Wage slavery

With due respect to Mark (here and here), I think that Rand Paul’s real problems in 90-percent-white Kentucky will stem from the implications of his radical libertarianism for working-class whites, not African-Americans.

Jonathan Singer at mydd.com asks four questions that Paul couldn’t answer in a way that would make him both truthful and electable:

  1. Do you believe the federal minimum wage is constitutional?
  2. Do you believe federal overtime laws are constitutional?
  3. Do you believe the federal government has the power to enact work safety laws and regulations?
  4. Do you believe that federal child labor laws are constitutional?

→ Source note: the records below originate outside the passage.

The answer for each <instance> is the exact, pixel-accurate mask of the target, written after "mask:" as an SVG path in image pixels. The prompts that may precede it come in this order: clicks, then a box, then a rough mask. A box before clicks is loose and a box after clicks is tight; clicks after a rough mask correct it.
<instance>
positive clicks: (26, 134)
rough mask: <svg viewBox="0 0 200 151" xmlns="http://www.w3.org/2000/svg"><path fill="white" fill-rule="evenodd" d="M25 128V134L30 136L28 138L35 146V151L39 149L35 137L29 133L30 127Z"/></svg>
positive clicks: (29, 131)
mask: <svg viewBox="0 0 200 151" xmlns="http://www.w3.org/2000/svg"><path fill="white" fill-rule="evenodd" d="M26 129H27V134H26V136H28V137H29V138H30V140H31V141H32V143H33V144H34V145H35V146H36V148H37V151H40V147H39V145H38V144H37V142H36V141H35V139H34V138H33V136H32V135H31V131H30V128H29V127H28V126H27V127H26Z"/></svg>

Here’s where the Tea Partiers have made their mistake, and fallen into thinking they’re more popular than they are. Americans are “anti-government,” but not in the way that extreme libertarians are.  You can scare them with talk of pork, corruption, Big Government, welfare or debt.  You can’t win them over by taking aim at everything that protects them from being slaves of their bosses (namely, well, government—unless one prefers unions).  The position that private action, however deplorable, is not a fit subject for government action puts libertarians in the position of repeating simultaneously all the things that are wrong with the world and their resolute determination to do nothing about them. Yes, I know that some commenters will say the Constitution requires this.  But that will be all the more reason for most voters to stop listening to what Paul and his supporters say, with a sincere tone of subjective authority, about the Constitution.